As predicted in this column a year ago, 2004 saw the emergence of human oocyte cryopreservation as a hot topic. Now, it is generally agreed that human oocyte cryopreservation is a technique that can be applied to clinical practice in certain circumstances, although general application will be hotly debated pending further adequate clinical trials.
Be prepared for questions when the marketing starts
We can expect younger patients wishing to preserve reproductive capacity to ask our advice on freezing their eggs. (This technology is of limited applicability to the average reproductive-aged woman). The official position of the American Society for Reproductive Medicine is that, until outcome data are available, it is too early to incorporate this practice into general use.
However, a growing number of assisted reproductive technology (ART) centers will be offering—and marketing—the procedure.
Related to the growing interest in preserving female fertility so that women can delay childbearing: a momentous discovery reported in 2004 suggests that our time-honored dogma on growth of new human oocytes may be wrong.
In addition, 2 laboratory studies suggest a future for assisted reproductive technologies, when every embryo is assessed for its likelihood to result in a healthy infant.
These reports demonstrate the excitement of translational research in bringing basic discoveries into the clinical arena. They highlight the incredible development of both stem cell biology and nanotechnology, and suggest how such fields are rapidly becoming relevant in the modern practice of infertility. While it is difficult to predict an accurate timeline, or certainty, of the application of these discoveries to a modern infertility practice, it is safe to say that these and similar discoveries will influence our usual practice in the foreseeable future.
Oocytes unlimited after all?
Johnson J, Canning J, Kaneko T, Pru J, Tilly J. Germline stem cells and follicular renewal in the postnatal mammalian ovary. Nature. 2004;428:145–150.
Along-held belief is that women reach their peak oocyte number at midgestation, and that number continuously declines until oocytes are depleted, sometime after menopause. This study from Jonathan Tilly’s group at Harvard Medical School presents evidence for germline stem cells in the ovaries of mice capable of replenishing oocytes into adult life. Removal of these germline stem cells caused a rapid depletion of primordial follicles, suggesting that the primordial follicle reserve was continuously replenished from germline stem cells.

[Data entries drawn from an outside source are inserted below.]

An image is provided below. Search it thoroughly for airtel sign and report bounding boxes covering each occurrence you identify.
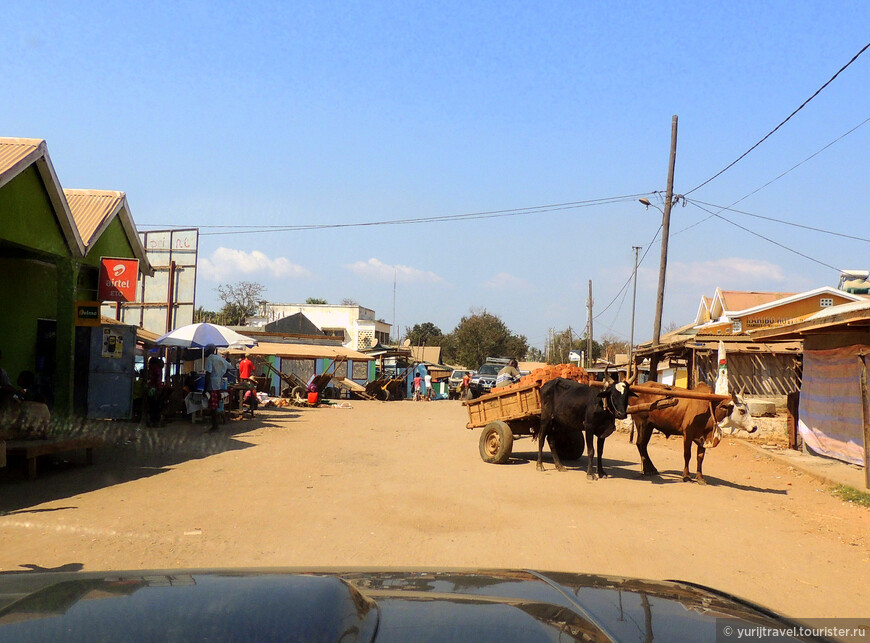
[97,257,139,301]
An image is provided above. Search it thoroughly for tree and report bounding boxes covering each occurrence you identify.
[217,281,266,326]
[441,310,529,368]
[547,327,601,364]
[193,306,220,324]
[405,322,444,346]
[526,346,544,362]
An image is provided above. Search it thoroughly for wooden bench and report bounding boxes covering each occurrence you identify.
[6,438,103,480]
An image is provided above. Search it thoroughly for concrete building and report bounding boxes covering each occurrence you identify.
[248,302,390,351]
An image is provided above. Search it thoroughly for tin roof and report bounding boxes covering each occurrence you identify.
[63,190,126,248]
[0,137,85,258]
[63,189,153,275]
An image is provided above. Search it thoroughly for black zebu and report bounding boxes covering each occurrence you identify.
[535,377,635,480]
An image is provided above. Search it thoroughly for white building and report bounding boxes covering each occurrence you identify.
[248,302,390,351]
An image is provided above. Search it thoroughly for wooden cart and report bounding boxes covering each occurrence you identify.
[462,382,688,464]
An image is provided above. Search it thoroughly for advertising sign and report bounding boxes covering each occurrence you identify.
[97,257,139,301]
[76,301,100,326]
[102,326,124,359]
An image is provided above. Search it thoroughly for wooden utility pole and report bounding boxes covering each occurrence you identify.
[649,114,677,382]
[586,279,592,368]
[627,246,641,377]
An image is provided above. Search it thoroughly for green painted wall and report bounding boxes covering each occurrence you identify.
[0,165,69,257]
[84,217,136,268]
[0,257,57,384]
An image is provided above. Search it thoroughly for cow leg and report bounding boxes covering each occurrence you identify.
[535,413,553,471]
[538,433,567,471]
[598,438,608,478]
[635,422,659,476]
[695,444,707,484]
[586,429,601,480]
[683,436,692,482]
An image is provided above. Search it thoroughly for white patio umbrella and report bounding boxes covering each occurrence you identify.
[154,323,257,348]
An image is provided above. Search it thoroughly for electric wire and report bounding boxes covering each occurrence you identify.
[680,199,870,243]
[689,201,842,272]
[671,116,870,241]
[592,223,662,321]
[140,192,651,236]
[683,42,870,196]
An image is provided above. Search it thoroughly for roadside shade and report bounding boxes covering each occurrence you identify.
[154,323,257,348]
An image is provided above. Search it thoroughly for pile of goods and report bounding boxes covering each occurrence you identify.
[504,364,592,392]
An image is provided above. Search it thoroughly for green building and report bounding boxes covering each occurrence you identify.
[0,138,152,414]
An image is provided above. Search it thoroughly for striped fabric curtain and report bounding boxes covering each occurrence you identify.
[798,345,870,465]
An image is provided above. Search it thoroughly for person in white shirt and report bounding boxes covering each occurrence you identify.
[205,344,233,433]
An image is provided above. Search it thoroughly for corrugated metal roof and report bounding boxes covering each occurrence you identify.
[721,290,797,311]
[0,138,44,184]
[228,342,374,361]
[63,190,126,248]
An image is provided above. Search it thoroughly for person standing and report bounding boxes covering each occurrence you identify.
[459,371,471,400]
[423,371,432,402]
[495,359,521,388]
[205,344,232,433]
[239,353,254,380]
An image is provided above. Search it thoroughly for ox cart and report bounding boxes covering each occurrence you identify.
[462,382,700,464]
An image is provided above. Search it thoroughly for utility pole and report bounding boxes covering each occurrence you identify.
[586,279,592,368]
[628,246,642,377]
[649,114,677,382]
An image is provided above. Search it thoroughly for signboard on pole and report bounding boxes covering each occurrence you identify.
[102,228,199,335]
[97,257,139,301]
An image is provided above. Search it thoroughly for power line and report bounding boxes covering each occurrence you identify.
[592,224,662,321]
[689,201,842,272]
[680,199,870,243]
[671,117,870,241]
[142,192,651,236]
[683,42,870,196]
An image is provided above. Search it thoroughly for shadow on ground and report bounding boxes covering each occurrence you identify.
[0,409,299,515]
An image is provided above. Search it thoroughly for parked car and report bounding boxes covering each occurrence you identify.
[471,357,510,397]
[447,370,474,400]
[0,569,820,642]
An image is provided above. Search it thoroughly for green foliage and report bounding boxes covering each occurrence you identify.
[441,310,529,368]
[547,327,601,364]
[405,322,444,346]
[217,281,266,326]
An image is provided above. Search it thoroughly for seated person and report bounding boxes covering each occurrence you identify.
[494,359,520,388]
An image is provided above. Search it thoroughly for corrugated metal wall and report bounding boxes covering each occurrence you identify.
[697,353,800,397]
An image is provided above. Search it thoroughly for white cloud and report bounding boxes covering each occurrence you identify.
[199,247,311,281]
[483,272,529,290]
[668,257,786,289]
[345,257,443,283]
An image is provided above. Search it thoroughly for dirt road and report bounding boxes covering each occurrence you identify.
[0,402,870,618]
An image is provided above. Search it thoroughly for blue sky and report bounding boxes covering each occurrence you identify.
[0,2,870,347]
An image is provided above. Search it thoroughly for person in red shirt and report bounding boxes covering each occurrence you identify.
[239,354,254,380]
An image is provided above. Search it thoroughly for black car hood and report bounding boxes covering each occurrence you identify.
[0,570,824,643]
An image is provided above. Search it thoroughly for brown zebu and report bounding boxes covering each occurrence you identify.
[631,382,758,484]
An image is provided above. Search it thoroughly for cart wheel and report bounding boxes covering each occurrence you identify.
[480,420,514,464]
[554,431,586,460]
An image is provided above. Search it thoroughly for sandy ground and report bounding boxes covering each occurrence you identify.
[0,401,870,619]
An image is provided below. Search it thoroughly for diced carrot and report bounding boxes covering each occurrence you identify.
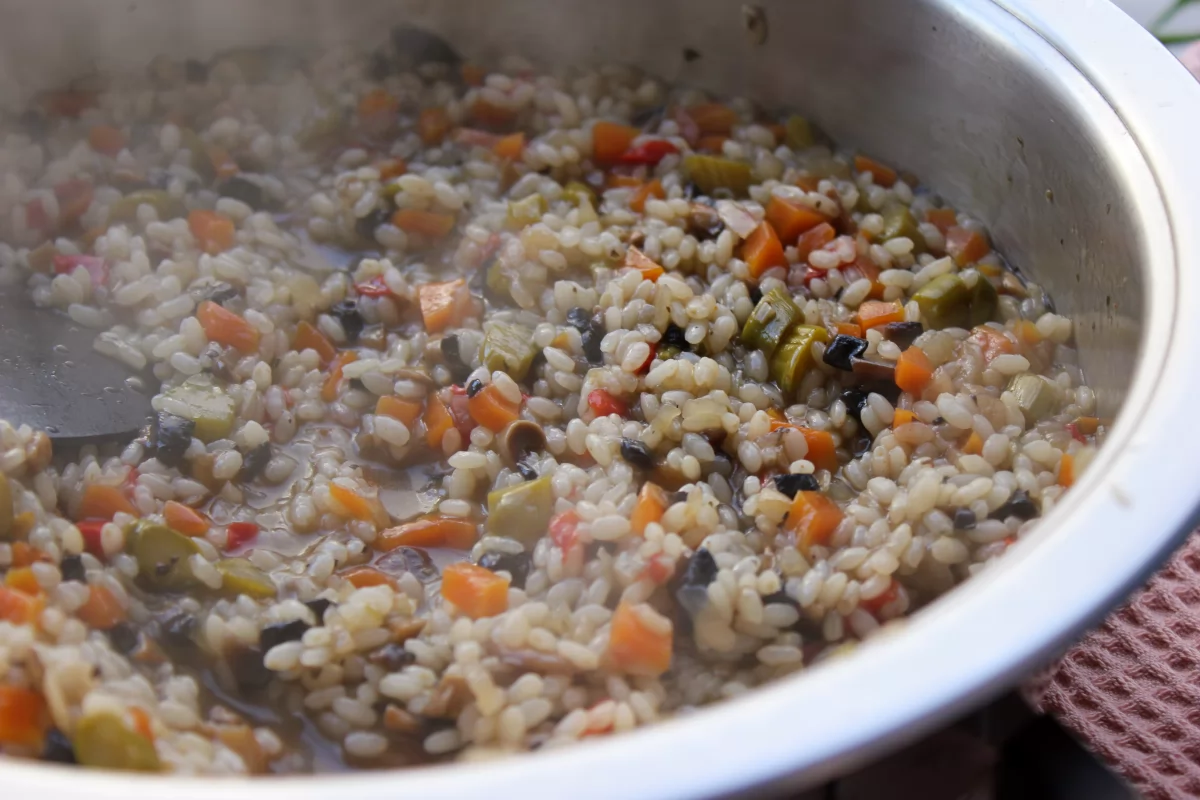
[834,323,863,338]
[854,156,896,188]
[376,395,422,429]
[688,103,738,136]
[391,209,455,241]
[0,684,50,747]
[442,561,509,619]
[629,178,667,213]
[416,107,454,146]
[320,350,359,403]
[187,209,236,255]
[492,132,524,161]
[767,196,828,245]
[78,483,138,519]
[1058,453,1075,489]
[4,566,42,595]
[0,587,46,625]
[784,492,842,553]
[629,481,667,536]
[608,601,674,678]
[946,225,991,266]
[76,583,126,631]
[896,347,934,397]
[371,513,479,553]
[625,247,664,281]
[416,278,470,333]
[162,500,212,536]
[425,395,454,449]
[341,565,396,589]
[196,300,259,353]
[467,384,521,433]
[796,222,838,261]
[329,483,388,523]
[88,125,126,156]
[858,300,904,331]
[797,426,838,473]
[592,120,641,164]
[925,209,959,234]
[742,222,787,278]
[359,89,400,122]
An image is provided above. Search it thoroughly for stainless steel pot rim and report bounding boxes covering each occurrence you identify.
[4,0,1200,800]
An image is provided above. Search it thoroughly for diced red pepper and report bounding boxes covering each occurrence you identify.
[226,522,258,551]
[620,139,679,167]
[54,255,108,289]
[588,389,629,416]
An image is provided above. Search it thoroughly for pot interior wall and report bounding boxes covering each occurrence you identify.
[0,0,1146,415]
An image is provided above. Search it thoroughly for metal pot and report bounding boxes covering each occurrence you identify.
[0,0,1200,800]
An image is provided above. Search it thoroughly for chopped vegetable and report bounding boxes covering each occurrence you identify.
[784,492,842,554]
[292,320,337,367]
[607,601,674,678]
[418,278,470,333]
[196,300,259,353]
[767,196,828,245]
[629,481,670,536]
[683,154,752,196]
[371,515,479,553]
[487,475,554,545]
[78,483,138,519]
[895,347,934,397]
[442,561,509,619]
[467,384,521,433]
[742,221,787,279]
[479,321,538,381]
[592,120,641,164]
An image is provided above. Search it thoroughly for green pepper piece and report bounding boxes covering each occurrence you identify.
[912,272,982,329]
[108,188,187,224]
[214,559,277,600]
[71,711,162,772]
[487,475,554,546]
[154,375,236,441]
[683,154,752,196]
[770,325,829,393]
[742,288,804,359]
[784,114,817,150]
[1008,375,1062,425]
[505,194,546,229]
[479,323,538,383]
[131,521,202,591]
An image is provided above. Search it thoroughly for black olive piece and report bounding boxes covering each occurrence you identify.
[258,619,310,652]
[479,551,532,589]
[367,642,416,672]
[107,622,140,655]
[226,648,271,690]
[59,555,88,583]
[673,547,718,616]
[988,489,1038,519]
[620,439,654,469]
[154,411,196,467]
[42,728,77,764]
[774,473,821,498]
[184,59,209,83]
[238,441,271,483]
[882,323,925,350]
[824,333,866,372]
[305,597,334,625]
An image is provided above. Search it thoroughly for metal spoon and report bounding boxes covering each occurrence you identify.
[0,288,156,444]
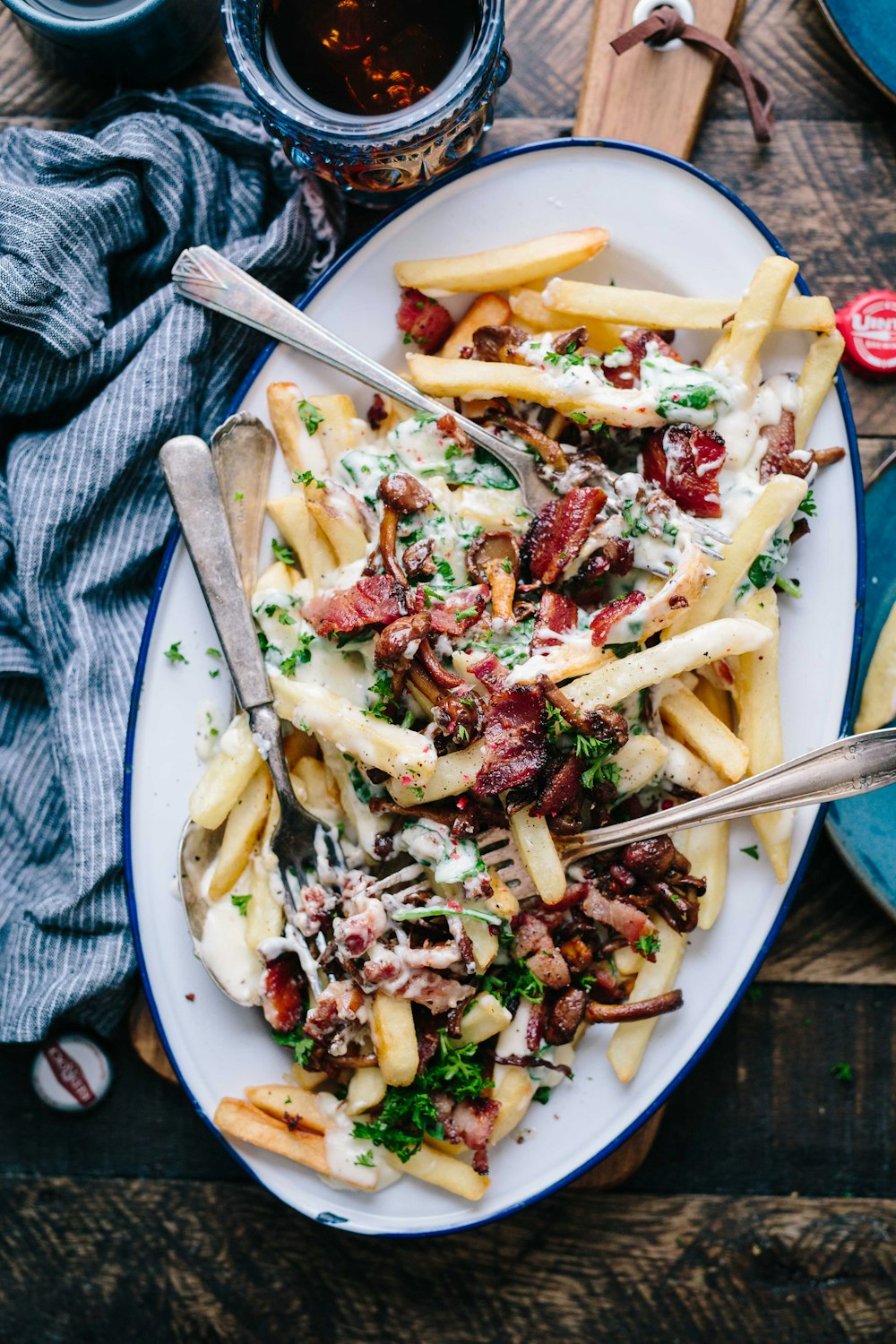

While it is quite a leap to assume that human ovaries contain similar germline stem cells, the possibility that reproductive age woman may be able to develop new oocytes is truly exciting. If such oogonial stem cells exist in women—and could be harvested and cryopreserved, as mature oocytes are now being harvested and preserved—it opens the possibility that a renewable supply of oocytes may be available for women who wish to preserve the capacity to reproduce.
Whether for personal use following cancer therapy or oophorectomy, or as a source of oocytes for donation to women who have lost ovarian function, the potential holds great promise. However, extensive further work is required, not the least of which is independent verification of Dr. Tilly’s findings and the extension of that discovery to women.
For the practicing obstetrician/gynecologist fielding a question about “growing new eggs” from a savvy patient surfing the Net, know that the concept has a scientific basis but is definitely not ready for prime time.
New standard ahead for embryo assessment
In vivo assessment without injury
Kulkarni RN, Roper MG, Dahlgren G, Shih DQ, Kauri LM, Peters JL, Stoffel M, Kennedy RT. Islet secretory defect in insulin receptor substrate 1 null mice is linked with reduced calcium signaling and expression of sarco(endo)plasmic reticulum Ca2+-ATPase (SECA)-2b and -3. Diabetes. 2004;53:1517–1525.
The assessment of human embryos for their viability and the likelihood of implanting and developing into a healthy baby has been a challenge for in vitro fertilization programs worldwide. Recent interest has focused on removing single cells from embryos and performing genetic studies. However, this is expensive, time consuming, and runs the risk of damaging embryos in the process of removing single blastomeres.
This study by Kennedy and colleagues, while not immediately applicable to human ART programs, demonstrates a technique for monitoring the secretion products from individual pancreatic beta cells. Using microelectrodes placed adjacent to individually cultured beta cells, insulin secretion from each cell was estimated by measuring the number of exocytotic events in normal and IRS-1 knock-out mice. The in vivo measurement of specific secretion products from individual cells without injuring them is an exciting example of the miniaturization of clinical science.